I never cease to be amazed by the number of sit stand desks I come across on my travels across Britain that never are used in the raised position. They are bought in as the latest must have to improve employee well-being and productivity, or because an individual has a physical issue which requires a sit stand desk to enable them to work comfortably. The problem is that people get these wonderful new toys and there is no education on how to get the best from the product.
There are three types of new user. Both are on a path to not adopting standing working in the long-term.
- The fanatical adopter.
- The “I don’t want to stand out in the crowd”
- The “if you think I’m going to stand up at work you have another thing coming”
The fanatical adopter user is somebody who starts using their new sit stand desk constantly in the standing position loudly pronouncing that this is the best thing ever. Unfortunately, after a week of standing up which their bodies are ill adapted to their legs start to ache; probably their back too, and they need to sit down to recover. They never ever use the desk in the standing position as it was such a painful experience.
The I don’t want to stand out in the crowd user is somebody who would like to stand, but feels that they will metaphorically “standout” as well as literally from the rest of the office. They continue to sit at the desk never daring to be bold enough to stand for any point during the day.
The “if you think I’m going to stand up to work” employee is the person who has had the desk imposed on them, and they have decided that this new- fangled active working stuff is useless, and they studied hard at college to be able to sit down at work rather than stand on a factory shop floor.
All three are victims of a poor implementation of standing working and poor education. Standing to do office work requires a seismic cultural shift in thinking and work behaviour. Unfortunately, it is those people who our most sedentary people in our population that are the most resistant to adopt active working, and these are the people who are going to be the most vulnerable to lifestyle diseases such as heart disease and diabetes.
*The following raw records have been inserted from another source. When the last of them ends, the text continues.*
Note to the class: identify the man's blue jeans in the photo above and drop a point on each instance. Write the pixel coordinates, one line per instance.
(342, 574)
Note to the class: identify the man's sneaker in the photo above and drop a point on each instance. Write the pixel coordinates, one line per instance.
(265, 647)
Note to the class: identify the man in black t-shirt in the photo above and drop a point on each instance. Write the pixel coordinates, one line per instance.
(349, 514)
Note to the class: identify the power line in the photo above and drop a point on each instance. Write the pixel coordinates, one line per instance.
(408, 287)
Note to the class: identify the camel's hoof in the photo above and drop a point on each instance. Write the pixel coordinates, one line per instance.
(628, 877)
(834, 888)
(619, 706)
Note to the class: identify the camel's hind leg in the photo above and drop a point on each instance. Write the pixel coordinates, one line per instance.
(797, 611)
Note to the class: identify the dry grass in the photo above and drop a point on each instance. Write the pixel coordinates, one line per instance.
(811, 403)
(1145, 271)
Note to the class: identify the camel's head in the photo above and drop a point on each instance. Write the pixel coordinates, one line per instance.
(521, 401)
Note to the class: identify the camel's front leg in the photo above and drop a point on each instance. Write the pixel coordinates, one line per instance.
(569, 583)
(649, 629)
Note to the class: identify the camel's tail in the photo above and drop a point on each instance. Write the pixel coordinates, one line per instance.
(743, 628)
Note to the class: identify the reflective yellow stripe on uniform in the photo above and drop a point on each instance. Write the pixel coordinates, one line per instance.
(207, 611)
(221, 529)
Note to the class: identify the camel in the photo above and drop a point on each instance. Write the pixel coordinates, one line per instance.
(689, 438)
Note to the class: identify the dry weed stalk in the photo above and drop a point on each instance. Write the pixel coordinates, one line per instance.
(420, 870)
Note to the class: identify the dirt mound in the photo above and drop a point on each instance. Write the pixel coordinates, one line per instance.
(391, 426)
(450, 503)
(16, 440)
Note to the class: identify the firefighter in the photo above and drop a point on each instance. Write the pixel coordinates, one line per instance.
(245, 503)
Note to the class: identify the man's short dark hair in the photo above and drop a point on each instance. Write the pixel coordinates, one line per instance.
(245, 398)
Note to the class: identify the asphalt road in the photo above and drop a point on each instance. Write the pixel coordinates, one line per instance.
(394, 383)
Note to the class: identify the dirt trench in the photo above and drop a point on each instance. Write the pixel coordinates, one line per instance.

It is the people who are already active who my experience are the early adopters and use the concept of standing working to the best effect.
Not surprisingly the science around sedentary working states that people do need to get up and move more, but does not state that standing still all day is any more beneficial. Hedges Law states that for every half an hour of work the ideal is 20 minutes sitting, eight minute standing and two minutes walking. This clearly is a guide and for any OCD readers is not to be taken literally. Consequently can be seen that standing all day is not the way to use sit stand desk just as much as sitting all day and ignoring it.
What is for sure is that any introduction of sit stand working or any active working strategies must be clearly thought through before it is implemented and strong education tools are applied to ensure that all uses are on message, carry the correct belief systems, and realise the potential for personal self improvement by being more active during the day.